Bu iş bir aşk işidir eğer varsa bir aşkınız bunu yaparsınız. Ama şimdi bu yeni kuşak Haliç'in böyle bir geçmişi olduğunu öyle zannediyorum ki bilmiyor. Bilmediği için de değerini anlamıyor. Marifet iltifata tabi. Bizim şu anda gençliğimize bunu anlatmamız lazım. Aynı şekilde bakın İzmir'in körfezi böyledir. Orada da şimdi kokudan geçilmiyor. İzmir susuzdu İzmir'i suya kavuşturan yine biz olduk. Kocaeli'de de körfezin durumu felaketti. Birçok suistimallere skandallara Kocaeli neden oldu Yuvacık Barajı ile. Orada da bir dönüşüm değişim oldu buraya geldi. Yani çöp, çukur, çamur derken benim derdim bu. Sene 1992 İstanbul'un biz ilçelerini aldığımızda bütün ilçeler böyleydi.
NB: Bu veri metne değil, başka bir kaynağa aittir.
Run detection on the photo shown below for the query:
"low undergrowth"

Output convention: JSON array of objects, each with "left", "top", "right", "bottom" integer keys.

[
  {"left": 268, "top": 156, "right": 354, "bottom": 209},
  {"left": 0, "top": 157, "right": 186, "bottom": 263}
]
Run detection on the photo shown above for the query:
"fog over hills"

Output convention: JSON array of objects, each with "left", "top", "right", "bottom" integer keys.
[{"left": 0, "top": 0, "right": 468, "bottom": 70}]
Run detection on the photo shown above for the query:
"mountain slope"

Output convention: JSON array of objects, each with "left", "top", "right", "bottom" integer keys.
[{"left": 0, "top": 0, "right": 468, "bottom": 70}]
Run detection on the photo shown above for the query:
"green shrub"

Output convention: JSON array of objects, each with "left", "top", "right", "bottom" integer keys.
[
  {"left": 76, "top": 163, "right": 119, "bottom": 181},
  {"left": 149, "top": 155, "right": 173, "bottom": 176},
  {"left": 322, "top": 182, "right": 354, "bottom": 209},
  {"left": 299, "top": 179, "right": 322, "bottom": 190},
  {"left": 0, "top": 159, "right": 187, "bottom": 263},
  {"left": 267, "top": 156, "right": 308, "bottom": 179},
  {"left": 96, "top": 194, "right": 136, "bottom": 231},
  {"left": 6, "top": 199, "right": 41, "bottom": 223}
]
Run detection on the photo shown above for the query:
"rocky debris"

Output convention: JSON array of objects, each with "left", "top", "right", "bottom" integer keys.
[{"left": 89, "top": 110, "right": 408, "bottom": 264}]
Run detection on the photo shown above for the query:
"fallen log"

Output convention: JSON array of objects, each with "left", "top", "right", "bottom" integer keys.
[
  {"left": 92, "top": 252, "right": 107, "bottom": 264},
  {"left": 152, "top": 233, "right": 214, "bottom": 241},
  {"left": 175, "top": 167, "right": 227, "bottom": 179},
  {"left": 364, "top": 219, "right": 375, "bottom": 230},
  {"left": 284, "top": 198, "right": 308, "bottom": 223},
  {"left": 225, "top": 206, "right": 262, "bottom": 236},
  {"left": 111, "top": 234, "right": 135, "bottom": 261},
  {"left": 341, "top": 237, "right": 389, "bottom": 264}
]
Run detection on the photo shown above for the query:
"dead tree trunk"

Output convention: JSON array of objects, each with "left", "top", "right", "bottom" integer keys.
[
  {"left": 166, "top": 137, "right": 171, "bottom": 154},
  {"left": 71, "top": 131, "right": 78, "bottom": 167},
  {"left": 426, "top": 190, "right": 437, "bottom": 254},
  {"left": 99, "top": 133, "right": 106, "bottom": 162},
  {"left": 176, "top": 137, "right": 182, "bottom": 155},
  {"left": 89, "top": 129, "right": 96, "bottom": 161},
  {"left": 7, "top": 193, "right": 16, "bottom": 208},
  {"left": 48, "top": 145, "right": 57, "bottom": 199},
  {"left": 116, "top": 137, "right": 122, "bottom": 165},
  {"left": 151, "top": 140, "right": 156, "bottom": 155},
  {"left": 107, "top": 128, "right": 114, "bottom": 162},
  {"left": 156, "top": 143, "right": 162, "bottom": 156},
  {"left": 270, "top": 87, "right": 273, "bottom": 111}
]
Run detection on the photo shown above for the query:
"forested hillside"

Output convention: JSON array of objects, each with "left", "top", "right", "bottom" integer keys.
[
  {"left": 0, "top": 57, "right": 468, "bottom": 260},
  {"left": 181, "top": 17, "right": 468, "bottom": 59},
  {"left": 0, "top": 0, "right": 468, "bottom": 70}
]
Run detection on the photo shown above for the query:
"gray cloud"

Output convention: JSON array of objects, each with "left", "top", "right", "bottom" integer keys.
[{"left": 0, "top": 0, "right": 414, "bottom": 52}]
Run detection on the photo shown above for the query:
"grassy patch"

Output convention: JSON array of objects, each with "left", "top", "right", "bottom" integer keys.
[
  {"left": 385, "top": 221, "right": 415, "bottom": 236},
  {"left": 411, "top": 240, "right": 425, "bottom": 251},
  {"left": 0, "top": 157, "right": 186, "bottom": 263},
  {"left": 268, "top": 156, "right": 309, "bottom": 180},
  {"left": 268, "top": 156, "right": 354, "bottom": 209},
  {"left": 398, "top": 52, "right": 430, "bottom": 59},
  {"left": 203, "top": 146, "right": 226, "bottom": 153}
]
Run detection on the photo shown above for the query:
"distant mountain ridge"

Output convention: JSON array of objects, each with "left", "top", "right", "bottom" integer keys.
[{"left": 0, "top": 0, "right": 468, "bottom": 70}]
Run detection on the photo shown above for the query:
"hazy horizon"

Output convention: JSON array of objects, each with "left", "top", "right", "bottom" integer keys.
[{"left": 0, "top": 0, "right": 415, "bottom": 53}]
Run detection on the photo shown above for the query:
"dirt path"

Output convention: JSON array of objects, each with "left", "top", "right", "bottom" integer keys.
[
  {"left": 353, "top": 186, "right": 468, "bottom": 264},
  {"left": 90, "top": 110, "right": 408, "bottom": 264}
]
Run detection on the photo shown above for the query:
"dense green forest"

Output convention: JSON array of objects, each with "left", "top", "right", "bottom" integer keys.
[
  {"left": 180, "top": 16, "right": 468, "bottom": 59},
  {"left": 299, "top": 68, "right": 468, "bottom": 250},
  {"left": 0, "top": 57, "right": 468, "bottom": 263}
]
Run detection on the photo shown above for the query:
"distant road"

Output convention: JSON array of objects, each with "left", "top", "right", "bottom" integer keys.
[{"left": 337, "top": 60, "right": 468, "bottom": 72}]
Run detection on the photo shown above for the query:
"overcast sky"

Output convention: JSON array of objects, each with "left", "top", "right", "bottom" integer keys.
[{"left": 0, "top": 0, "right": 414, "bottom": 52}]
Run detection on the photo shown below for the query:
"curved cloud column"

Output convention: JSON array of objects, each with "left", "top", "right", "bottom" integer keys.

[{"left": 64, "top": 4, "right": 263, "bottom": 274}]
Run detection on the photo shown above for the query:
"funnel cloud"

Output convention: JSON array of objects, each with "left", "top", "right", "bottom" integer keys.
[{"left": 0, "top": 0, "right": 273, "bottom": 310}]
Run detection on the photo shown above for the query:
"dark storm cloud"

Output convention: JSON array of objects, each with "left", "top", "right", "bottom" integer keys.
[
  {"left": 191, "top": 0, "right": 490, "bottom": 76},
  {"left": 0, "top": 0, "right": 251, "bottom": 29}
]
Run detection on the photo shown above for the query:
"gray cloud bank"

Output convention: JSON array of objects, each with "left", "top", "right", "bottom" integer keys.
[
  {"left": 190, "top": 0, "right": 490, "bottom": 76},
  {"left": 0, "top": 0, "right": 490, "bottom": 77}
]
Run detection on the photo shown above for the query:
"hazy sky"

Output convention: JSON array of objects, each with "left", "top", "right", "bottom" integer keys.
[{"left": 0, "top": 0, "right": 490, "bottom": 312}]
Ama buralarda yaptığımız çalışmalarla tüm o ilçeler modern Güngören oldu modern Bağcılar, Esenler oldu. Bunu tabi yeni kuşağın bilmesi lazım. Bağcılar'da sağolsun Bağcılar halkı büyük oranda bunu biliyor. Esenler halkı bunu biliyor. Güngören halkı bunu büyük oranda biliyor çünkü anneleri babaları onlara anlattığı için böyle bir ilçeymiy burası böyle oldu. Herkes zannediyor ki hizmeti Bakırköy'e verdiler ama oralara hizmet vermediler. Böyle bir İstanbul'du onun için de biz 94 ruhunu CHP dediğimiz zaman çöp, çukur, çamur akla gelir dediğim zaman bunu kastediyorum. AK Parti'de bunlardan arınmak anlamındadır. AK Parti'yi de böyle tanımlıyorum.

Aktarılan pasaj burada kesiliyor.